D. Una delle riflessioni che avete fatto prima di intraprendere tale cammino è stata quella della gratuità dei doni ricevuti e della ‘restituzione’ gratuita. Mi sembra un aspetto molto importante: come è stato vissuto in famiglia e quanto può essere attualizzato oggi?
R. Abbiamo riflettuto sull’idea che tutto quello che abbiamo non è solo frutto di una nostra capacità di tipo economico ma ci è anche stato donato. Il dono è gratuito e non sta in una compensazione concreta che viene a seguito di un’azione commerciale, ma in una compensazione spirituale che si attua immediatamente. Nella famiglia per esempio il benessere dell’altro si riflette in benessere proprio ed è quello che i miei genitori mi hanno insegnato: vivere felice nel sapersi accontentare, nella solidarietà, nella condivisione, nell’accoglienza gratuita e nel mettere a disposizione le proprie doti umane e professionali. E’ dalla gioia dello sperimentare questo modo di essere che anche nella mia famiglia è sorto il desiderio profondo di vivere secondo questo stile e di mettere in pratica, per quel poco che riuscivamo, questa utopia. Abbiamo dialogato molte volte su quali doni noi avessimo da offrire e mettere in comune. E dopo molto ricercare, aiutati dall’amicizia di un frate che ci ha seguiti spiritualmente nel nostro cammino di vita, abbiamo cercato di trovare una via nostra di realizzazione di un sogno per cui valesse la pena mettersi in gioco e dedicare la nostra vita.

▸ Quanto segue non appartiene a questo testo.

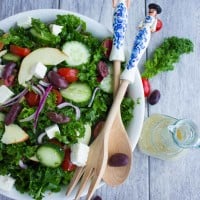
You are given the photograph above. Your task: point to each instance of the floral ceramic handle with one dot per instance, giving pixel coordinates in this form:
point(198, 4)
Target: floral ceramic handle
point(141, 42)
point(120, 21)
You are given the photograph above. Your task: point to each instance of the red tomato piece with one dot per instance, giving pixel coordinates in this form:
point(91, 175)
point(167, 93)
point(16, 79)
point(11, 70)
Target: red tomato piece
point(32, 98)
point(67, 165)
point(107, 44)
point(58, 96)
point(20, 51)
point(159, 25)
point(69, 74)
point(146, 86)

D. Al convegno fra Giorgio Silvestri, OFM Conv., ha presentato due proposte concrete: la creazione di un osservatorio economico francescano e la creazione di una grande iniziativa di concertazione a livello mondiale, poiché a suo avviso serve un incontro tra esperti e governanti del mondo. Cosa ne pensa? Ha altre proposte da fare?
R. Personalmente sono favorevole alle proposte fatte, nella speranza che queste iniziative non servano solo agli studiosi, ma concretamente orientino le scelte dei politici e dei potentati economici per migliorare la vita di tutti noi e riequilibrare la distanza tra chi ha molto e chi non ha niente. Noi francescani tutti dobbiamo stare dalla parte di chi soffre di più: dalla parte di chi non ha lavoro,dalla parte dei precari, dalla parte di chi ha necessità di sostegno sociale, dalla parte dei poveri. Dobbiamo mettere in pratica quell’economia del dono che consiste nel mettersi personalmente in gioco e far emergere quello che di più bello sta dentro di noi a favore dei più deboli, ma con fatti concreti e non solo con parole.